How do you balance your EDPA duties with your roles at Uniplan Group in Switzerland and Kaohsiung Exhibition Center in Taiwan?

EDPA is my night job. This is not only true for me, but for the scores of people [who] volunteer for EDPA for the betterment of our industry. Naturally at times, it is not easy, but not to participate in the issues that EDPA addresses is to take a bystander view of something so important as the shape of our industry. The balance for the time, effort and expenses invested is achieved in that Uniplan benefits from a wide network of partners [who] we refer business to or who refer us business. There are members from all continents, and Uniplan’s network has been expanded enormously through our membership and attendance of the EDPA annual meetings. Agreed, personally finding the balance at peak times is not easy, but when we add it all up, it is well worth it!

What type of legacy do you hope to leave at EDPA?

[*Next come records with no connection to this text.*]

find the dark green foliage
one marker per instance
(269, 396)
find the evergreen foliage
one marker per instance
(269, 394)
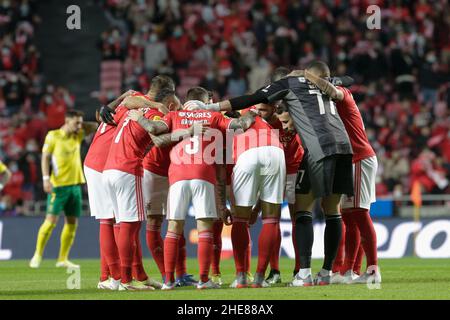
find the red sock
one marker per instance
(155, 243)
(138, 266)
(248, 254)
(108, 246)
(217, 246)
(275, 255)
(127, 238)
(352, 239)
(297, 256)
(104, 270)
(266, 242)
(368, 235)
(116, 232)
(181, 259)
(358, 261)
(339, 260)
(240, 239)
(170, 254)
(204, 254)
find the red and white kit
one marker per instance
(293, 152)
(156, 166)
(99, 200)
(192, 171)
(365, 162)
(260, 165)
(123, 172)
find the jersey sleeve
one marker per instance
(275, 91)
(167, 119)
(49, 143)
(2, 167)
(221, 123)
(348, 97)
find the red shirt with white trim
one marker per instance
(158, 161)
(130, 144)
(193, 158)
(99, 149)
(354, 125)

Show that EDPA is an international association. Open the door for a Mexican, Indian, Australian or Chinese also to become president one day. In the end, it is not about nationalities, but about values and the way that you become EDPA president is working with members, then the board, on committees, then on the executive committee. Along the way, other members need to feel that you share their values and be able to be EDPA president. My legacy is hopefully leaving a stronger, larger and more international association.

How will you use your cross-cultural roots to grow international membership?

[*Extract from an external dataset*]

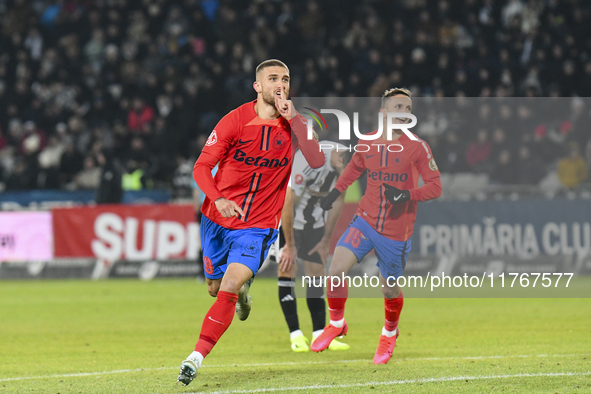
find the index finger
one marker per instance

Being elected as the first non-North American EDPA president (Canadian Cam Stevens was the true first non-U.S. one) sent a strong message to our membership and industry, saying that EDPA is not only about the U.S. and its tradeshow and event issues, but that we understand that our industry is international. With over 20 percent of our membership being non-U.S. companies, it gives U.S. companies an added reason to join us. At our annual meetings, you not only get to learn about the latest trends in management issues and the U.S., but you also can find a host of new partners with which to expand your business internationally. Surely, my international connections will help grow membership outside the U.S., but it will also be an even better reason for U.S. companies to join.

How do you spend your free time?

Keeping fit with walking, running, biking and dreaming of one day being able to run a full marathon. Yes, I have to do this one day!

I read quite a bit. I never read a lot, but over the last few years, I have really taken a liking to it. Mostly in Spanish, which I believe is one of the most beautiful languages. One of the best books I read lately was in English: The Christmas gift from my son, Morris, “The Next 100 Years” by George Friedman. Fascinating!

As a British Uruguayan of course, I’m very interested in soccer, which provides me with some couch time. When I’m in Switzerland, I get to go and see Morris play soccer, which is always very rewarding bonding time.